Las interacciones de gobierno-a-gobierno, de país-a-país y de región-a-región tiene implicaciones para la vida de las poblaciones de esos países y regiones y exigen interacciones de pueblo-a-pueblo equivalentes, reparto de informaciones y experiencias, así como la construcción de la solidariedad y de relaciones cooperativas entre ellos mismos, en todos los sectores y en todos los niveles. Tales procesos pueden crear alianzas populares intra regionales e interregionales entre diferentes sectores de la sociedad civil y entre los pueblos, países y regiones involucrados.

En ese contexto, este proyecto plantea fundamentarse en contactos populares y relaciones organizacionales ya existentes dentro y entre las regiones del MERCOSUR y de la SADC y a reunir un abanico de organizaciones de la sociedad civil de ambas regiones en una serie de Diálogos de los Pueblos, para plantear y debatir cuestiones estratégicas clave que ellos mismos, sus gobiernos, sus países y regiones tendrán que enfrentar. Esas cuestiones desafiadoras incluyen:

Teniendo como referencia los aspectos políticos y económicos involucrados, ¿qué políticas y proyectos podrían tornar esas regiones una nueva referencia para la elaboración e implementación de programas de desarrollo intra-regional diferentes, basados en relaciones de equilíbrio, equitativas en términos de raza y género, democráticas y sustentables?
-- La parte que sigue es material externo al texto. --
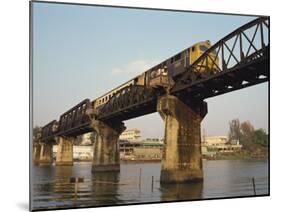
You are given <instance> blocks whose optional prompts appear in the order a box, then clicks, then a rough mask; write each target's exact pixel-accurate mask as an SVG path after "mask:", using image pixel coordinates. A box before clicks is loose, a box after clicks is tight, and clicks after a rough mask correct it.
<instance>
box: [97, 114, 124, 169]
mask: <svg viewBox="0 0 281 212" xmlns="http://www.w3.org/2000/svg"><path fill="white" fill-rule="evenodd" d="M92 127H93V129H94V131H95V140H94V144H93V163H92V172H93V173H95V172H105V171H120V155H119V135H120V134H121V133H122V132H123V131H124V130H125V127H124V124H123V123H122V122H120V123H118V124H117V125H114V126H109V125H107V124H106V123H104V122H101V121H97V120H94V121H93V122H92Z"/></svg>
  1. ¿Cuáles son las estrategias y programas políticos y económicos necesarios para desarrollar nuevas y diferentes relaciones inter-regionales Sur-Sur, equitativas y sustentables y que no reproduzcan las relaciones económicas internacionales dominantes en el momento?
  2. ¿Cuáles estrategias políticas y económicas son necesarias para tornar esas regiones y acuerdos inter-regionales bases estrategicas eficaces de las cuales se pueda desafiar y cambiar, o incrementalmente solapar, el sistema y régimen globales dominantes en el momento?
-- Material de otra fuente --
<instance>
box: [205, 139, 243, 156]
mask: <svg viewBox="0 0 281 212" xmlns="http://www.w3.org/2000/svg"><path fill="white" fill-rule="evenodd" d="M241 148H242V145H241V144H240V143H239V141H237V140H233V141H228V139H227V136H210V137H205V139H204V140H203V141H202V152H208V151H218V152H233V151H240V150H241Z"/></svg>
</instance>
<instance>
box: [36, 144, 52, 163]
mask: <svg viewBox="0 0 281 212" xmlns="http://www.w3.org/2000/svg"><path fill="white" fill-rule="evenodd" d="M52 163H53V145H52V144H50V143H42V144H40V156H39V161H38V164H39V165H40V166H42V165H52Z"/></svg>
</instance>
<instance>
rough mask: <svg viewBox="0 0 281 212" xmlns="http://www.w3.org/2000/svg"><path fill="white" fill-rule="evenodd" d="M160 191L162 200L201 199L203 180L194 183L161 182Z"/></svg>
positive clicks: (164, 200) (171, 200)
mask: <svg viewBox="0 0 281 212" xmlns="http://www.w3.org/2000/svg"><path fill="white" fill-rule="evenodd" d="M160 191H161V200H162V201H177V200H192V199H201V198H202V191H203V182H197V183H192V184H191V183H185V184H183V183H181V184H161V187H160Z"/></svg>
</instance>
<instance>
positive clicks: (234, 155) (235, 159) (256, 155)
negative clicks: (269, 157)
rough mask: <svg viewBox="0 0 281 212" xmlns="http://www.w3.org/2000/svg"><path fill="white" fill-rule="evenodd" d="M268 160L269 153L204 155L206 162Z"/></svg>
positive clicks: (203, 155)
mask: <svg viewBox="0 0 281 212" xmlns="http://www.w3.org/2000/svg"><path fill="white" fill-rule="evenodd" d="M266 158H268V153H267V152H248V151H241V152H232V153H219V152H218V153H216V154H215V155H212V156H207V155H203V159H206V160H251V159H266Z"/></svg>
  3. ¿Cómo organizaciones populares pueden fometar y garantizar la voluntad y el compromiso político de gobiernos preocupados en sus países y en sus regiones - o, si necesario, alterar los gobiernos- para construir activamente y usar esas regiones de forma efectiva, política y económicamente?
  4. ¿Cómo pueden las organizaciones populares cooperar para desarrollar la necesaria capacidad política de la sociedad civil en todos los sectores y en todos los niveles para fortalecer su actuación autónoma e independiente, con capacidad de influenciar a los gobiernos en el sentido de atender a las demandas identificadas en las cuetiones arriba mencionadas, de número 1 a 4?
  5. ¿Cómo las organizaciones populares en esas regiones pueden desarrollar alternativas económicas, ambientales, sociales, culturales y políticas tanto en términos de análisis, como en la práctica concreta a seren implementadas directamente en la base y/o sugeridas - o impuestas - a los gobiernos?
  6. ¿Cómo pueden tales experiencias, deseos y realizaciones ser compartidos con otras organizaciones populares semejantes en otros países y regiones de África, América Latina, Caribe y de Ásia y del Pacífico?
  7. ¿Cómo pueden tales experiencias y necesidades urgentes seren compartidas también con sus contrapartidas, organizaciones democráticas populares en otros países del Norte y en otras regiones del mundo, para comprometerlas en el desafío y en el cambio de las posturas globales de sus propios gobiernos que contradigan las anteriores premisas? E incluso en el cambio del carácter interior de sus propias regiones?